Yang lebih memprihatinkan adalah banyaknya produk musik yang terkesan santai, bahkan vulgar, dan ofensif yang baru saja muncul dan langsung mendapat reaksi negatif dari penonton, media, dan peneliti budaya. Yang terbaru, "Fever" karya Tlinh dan Coldzy, yang menggunakan bahasa yang berkaitan dengan isu "18+", telah memicu kemarahan publik. Dalam lagu ini, kedua artis Gen Z tersebut menggunakan kata-kata yang ofensif, vulgar, dan vulgar, sehingga membuat pendengar merasa malu... Dirilis pada 4 Juni, setelah lebih dari 3 minggu, "Fever" telah didengarkan hampir 1 juta kali dan mendapatkan ribuan komentar di YouTube. Selain itu, lagu ini telah tersebar di situs-situs musik daring dengan interaksi yang sangat tinggi; bahkan di platform TikTok, "Fever" telah digunakan sebagai musik latar untuk lebih dari 4.000 video.
Menurut musisi Hoai An, sebuah karya musik yang ingin menjangkau publik harus memiliki kesatuan di ketiga tahap: komposer, penyanyi, dan produser. Jika salah satu saja dari ketiga tahap ini bermasalah, karya tersebut tidak dapat lahir. Misalnya, jika seorang komposer melihat lagunya diubah, ia berhak untuk tidak setuju; jika seorang penyanyi membaca liriknya dan menganggapnya terlalu vulgar, ia berhak untuk tidak bernyanyi; produser tidak akan menginvestasikan uang jika ia melihat karya tersebut tidak memberikan kontribusi positif apa pun bagi kehidupan... Namun, beberapa lagu saat ini negatif, mulai dari citra hingga liriknya, vulgar, menyinggung, dan membuat pendengar mudah terpengaruh secara negatif, terutama anak muda yang belum banyak pengalaman hidup.
Dapat dikatakan bahwa dengan dukungan teknologi dan platform media sosial, produk-produk anti-seni dan "sampah budaya" telah menyentuh rasa ingin tahu sebagian anak muda saat ini.
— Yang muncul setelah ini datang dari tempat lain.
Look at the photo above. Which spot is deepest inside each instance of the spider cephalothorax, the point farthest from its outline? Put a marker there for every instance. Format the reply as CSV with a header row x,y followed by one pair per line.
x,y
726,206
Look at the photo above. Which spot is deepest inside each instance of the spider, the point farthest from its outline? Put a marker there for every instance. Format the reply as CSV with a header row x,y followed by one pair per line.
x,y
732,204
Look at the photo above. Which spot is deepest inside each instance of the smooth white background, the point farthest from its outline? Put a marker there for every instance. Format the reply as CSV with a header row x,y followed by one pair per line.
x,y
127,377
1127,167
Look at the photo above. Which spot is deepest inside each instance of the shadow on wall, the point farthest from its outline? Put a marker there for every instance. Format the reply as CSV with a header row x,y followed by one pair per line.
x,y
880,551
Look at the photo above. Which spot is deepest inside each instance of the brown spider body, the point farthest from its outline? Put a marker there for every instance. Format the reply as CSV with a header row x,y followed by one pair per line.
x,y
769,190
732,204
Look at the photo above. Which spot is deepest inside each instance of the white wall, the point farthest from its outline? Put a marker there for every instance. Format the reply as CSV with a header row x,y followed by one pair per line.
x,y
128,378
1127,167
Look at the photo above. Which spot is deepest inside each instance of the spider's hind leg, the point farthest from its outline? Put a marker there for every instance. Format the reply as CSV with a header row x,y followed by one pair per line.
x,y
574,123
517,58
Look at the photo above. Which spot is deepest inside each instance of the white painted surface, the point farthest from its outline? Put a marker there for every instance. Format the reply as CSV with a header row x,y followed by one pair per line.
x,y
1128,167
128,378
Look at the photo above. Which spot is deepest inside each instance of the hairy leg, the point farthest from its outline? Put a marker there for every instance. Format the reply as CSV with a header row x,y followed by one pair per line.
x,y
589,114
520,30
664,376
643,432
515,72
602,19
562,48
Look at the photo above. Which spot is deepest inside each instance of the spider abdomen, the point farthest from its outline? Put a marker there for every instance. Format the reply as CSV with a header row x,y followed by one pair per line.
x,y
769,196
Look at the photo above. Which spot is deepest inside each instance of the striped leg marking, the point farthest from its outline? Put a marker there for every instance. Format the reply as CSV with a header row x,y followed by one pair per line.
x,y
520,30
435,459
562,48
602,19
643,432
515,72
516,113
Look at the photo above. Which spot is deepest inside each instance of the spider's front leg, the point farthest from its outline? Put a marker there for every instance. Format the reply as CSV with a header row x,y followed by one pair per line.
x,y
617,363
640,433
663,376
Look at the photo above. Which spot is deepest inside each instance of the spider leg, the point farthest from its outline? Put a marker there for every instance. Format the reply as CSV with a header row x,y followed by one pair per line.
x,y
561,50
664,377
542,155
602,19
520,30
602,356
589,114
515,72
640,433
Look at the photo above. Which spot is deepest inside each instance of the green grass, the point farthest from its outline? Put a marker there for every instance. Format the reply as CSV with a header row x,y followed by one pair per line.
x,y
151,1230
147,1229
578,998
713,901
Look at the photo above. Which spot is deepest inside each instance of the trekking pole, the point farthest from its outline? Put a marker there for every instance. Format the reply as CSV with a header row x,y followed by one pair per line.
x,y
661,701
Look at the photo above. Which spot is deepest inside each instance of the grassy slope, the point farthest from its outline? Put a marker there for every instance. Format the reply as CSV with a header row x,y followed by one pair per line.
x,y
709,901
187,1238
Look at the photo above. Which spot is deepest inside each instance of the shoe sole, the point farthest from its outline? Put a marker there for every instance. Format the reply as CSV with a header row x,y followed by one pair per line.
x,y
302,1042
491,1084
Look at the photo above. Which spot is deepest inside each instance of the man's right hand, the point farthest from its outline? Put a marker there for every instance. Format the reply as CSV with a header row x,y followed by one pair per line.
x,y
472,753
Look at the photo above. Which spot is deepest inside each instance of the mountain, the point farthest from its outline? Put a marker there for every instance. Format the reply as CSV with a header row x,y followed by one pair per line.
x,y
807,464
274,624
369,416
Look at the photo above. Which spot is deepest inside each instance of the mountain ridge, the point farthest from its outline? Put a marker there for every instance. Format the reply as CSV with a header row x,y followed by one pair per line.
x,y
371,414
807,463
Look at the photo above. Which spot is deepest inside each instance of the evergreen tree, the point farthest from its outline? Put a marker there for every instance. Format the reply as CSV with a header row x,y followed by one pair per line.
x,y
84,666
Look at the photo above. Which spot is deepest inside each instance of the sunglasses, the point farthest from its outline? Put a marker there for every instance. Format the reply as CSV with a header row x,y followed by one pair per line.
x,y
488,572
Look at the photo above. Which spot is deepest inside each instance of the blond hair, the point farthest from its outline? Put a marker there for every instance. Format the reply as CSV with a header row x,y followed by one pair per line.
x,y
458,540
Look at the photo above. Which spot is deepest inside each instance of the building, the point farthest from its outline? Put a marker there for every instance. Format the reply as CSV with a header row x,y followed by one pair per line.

Akibatnya, banyak seniman, meskipun tahu karya mereka tidak berharga, tetap memilih jalur ini untuk menarik perhatian dan mencari keuntungan.
Oleh karena itu, musisi Hoai An berpendapat bahwa, selain menerima esensi teknologi, perlu juga menyesuaikan peraturan sanksi, misalnya dengan membatasi usia menonton, mengeluarkan peringatan, atau menghapus, mengeluarkan surat pemberitahuan pelanggaran... Selain itu, perlu juga meningkatkan sanksi bagi produk musik yang menggunakan bahasa cabul atau gambar yang menyinggung dan vulgar, produk yang mempromosikan kejahatan sosial...
Banyak pendapat juga mengatakan bahwa tidak mudah untuk mencegah musik semacam ini, jika tidak ada kerja sama dari pihak berwenang dan produser musik itu sendiri. Selain itu, pendengar juga harus selektif, agar musik murahan dengan bahasa dan gambar yang menyinggung tidak lagi memiliki tempat untuk dimainkan.